Epic Engineering Exploits

By Brigitte Espinet | Published February 14, 2018

Thinking about engineering? Think Georgia Tech, of course. There are scores of reasons why America’s No. 7 public university always figures into the top recommendations for engineering schools — and why our College of Engineering's undergraduate program ranks fourth in 2018 America's Best Colleges edition of U.S. News & World Report. This Engineers Week, scroll down for just a few examples of those reasons — inventions and technological advances Georgia Tech researchers and alumni helped engineer that are making a big difference in our world.  

Closeup of microneedle patch

Microneedle Patch


The June 2017 The Lancet medical journal published the results of a study conducted by Emory University and Georgia Tech researchers highlighting the success of flu vaccination microneedle patches in the first human clinical trial. “These results provide evidence that the microneedle patch vaccination is an innovative new approach with the potential to improve current vaccination coverage and reduce immunization costs,” the study’s authors summarized. “One of the main goals of developing the microneedle patch technology was to make vaccines accessible to more people,” said senior co-author and Regents Professor of Chemical and Biomolecular Engineering Mark Prausnitz. “With the microneedle patch, you could pick it up at the store and take it home, put it on your skin for a few minutes, peel it off and dispose of it safely, because the microneedles have dissolved away.”

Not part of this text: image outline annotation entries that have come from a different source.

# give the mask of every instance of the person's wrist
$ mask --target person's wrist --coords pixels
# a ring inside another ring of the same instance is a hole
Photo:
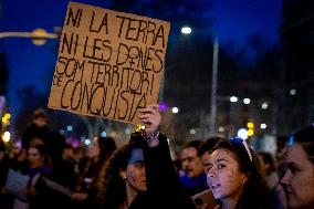
[[[147,144],[149,147],[155,147],[157,145],[159,145],[159,130],[156,129],[153,134],[146,134],[145,130],[142,132],[142,136],[143,138],[145,138],[147,140]]]

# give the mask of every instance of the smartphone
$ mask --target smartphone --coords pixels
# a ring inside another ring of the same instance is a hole
[[[196,207],[200,207],[203,203],[207,203],[208,208],[213,208],[217,205],[217,201],[210,189],[193,195],[191,199]]]

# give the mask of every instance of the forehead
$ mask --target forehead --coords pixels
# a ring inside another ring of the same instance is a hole
[[[144,161],[144,155],[142,148],[132,149],[128,159],[128,165],[135,164],[137,161]]]
[[[218,159],[224,159],[230,163],[237,163],[236,156],[228,149],[219,148],[210,154],[209,160],[214,163]]]
[[[181,157],[196,157],[196,156],[197,156],[197,149],[195,147],[187,147],[181,151]]]

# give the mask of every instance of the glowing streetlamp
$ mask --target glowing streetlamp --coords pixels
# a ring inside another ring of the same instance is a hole
[[[182,27],[181,33],[184,34],[190,34],[192,32],[192,29],[190,27]]]

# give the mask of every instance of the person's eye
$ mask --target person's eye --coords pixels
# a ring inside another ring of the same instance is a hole
[[[205,166],[205,170],[206,170],[207,173],[209,173],[209,170],[210,170],[211,168],[212,168],[212,165],[211,165],[211,164]]]
[[[136,168],[143,168],[145,165],[144,165],[144,163],[136,163],[134,166]]]
[[[297,171],[300,171],[300,168],[297,166],[295,166],[295,165],[289,166],[289,169],[291,170],[291,173],[293,175],[295,175]]]
[[[222,169],[222,168],[224,168],[224,167],[226,167],[226,165],[223,165],[223,164],[218,164],[218,165],[217,165],[217,168],[218,168],[218,169]]]

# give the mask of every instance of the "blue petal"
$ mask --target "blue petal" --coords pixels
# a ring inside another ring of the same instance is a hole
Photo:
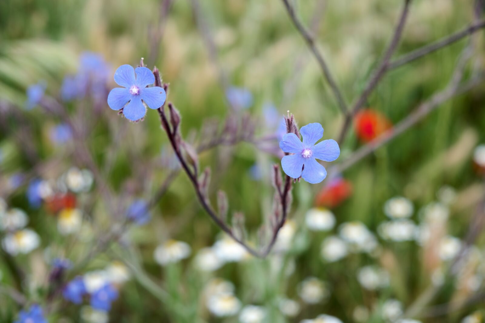
[[[281,167],[285,173],[291,178],[298,178],[302,174],[303,157],[300,154],[285,156],[281,159]]]
[[[145,88],[141,89],[141,90],[140,97],[150,109],[158,109],[165,103],[167,96],[165,93],[165,90],[160,87]]]
[[[142,89],[155,82],[153,73],[146,67],[137,67],[135,69],[135,73],[136,73],[136,84]]]
[[[317,123],[308,123],[301,127],[300,133],[303,137],[303,145],[306,147],[310,147],[323,136],[323,128]]]
[[[114,88],[108,95],[108,105],[113,110],[119,110],[133,96],[129,90],[124,88]]]
[[[333,139],[323,140],[311,149],[313,157],[325,161],[333,161],[339,158],[340,148],[339,144]]]
[[[135,84],[135,72],[131,65],[122,65],[114,72],[114,81],[118,85],[129,88]]]
[[[315,158],[309,158],[305,161],[305,168],[302,172],[302,177],[312,184],[319,183],[327,177],[325,168],[318,163]]]
[[[279,148],[285,153],[301,154],[303,144],[296,135],[291,133],[283,136],[283,140],[279,142]]]
[[[142,100],[138,98],[132,99],[125,108],[123,109],[123,114],[126,118],[131,121],[136,121],[145,116],[146,109],[142,103]]]

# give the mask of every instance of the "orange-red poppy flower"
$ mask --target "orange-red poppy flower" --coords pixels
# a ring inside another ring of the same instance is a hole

Closeup of a blue synthetic sponge held in a yellow-gloved hand

O-Cel-O Sponge


In 1946, the late Gerard "Red" Murray, a 1939 chemical engineering graduate, developed the famous household sponge O-Cel-O, which was named after the chemical formula for the sponge: oxygen-cellulose-oxygen. The patent was sold a few years later to General Mills, which then sold it to 3M.

A photorealistic rendering of the Prox-1 satellite in space with

Prox-1 Satellite


In May 2017, the first Georgia Tech-built satellite was accepted for space launch. More than 400 aerospace engineering students and faculty were involved in planning, designing, and testing Prox-1. The 154-pound metal box is scheduled to lift off aboard SpaceX’s Falcon Heavy from Cape Canaveral this summer, following the successful inaugural launch of the rocket on Feb. 6. The purpose of Prox-1 is, once in orbit, to deploy another nanosatellite, LightSail 2, which was designed by The Planetary Society to test the propulsive efficacy of a 32-square-meter solar sail.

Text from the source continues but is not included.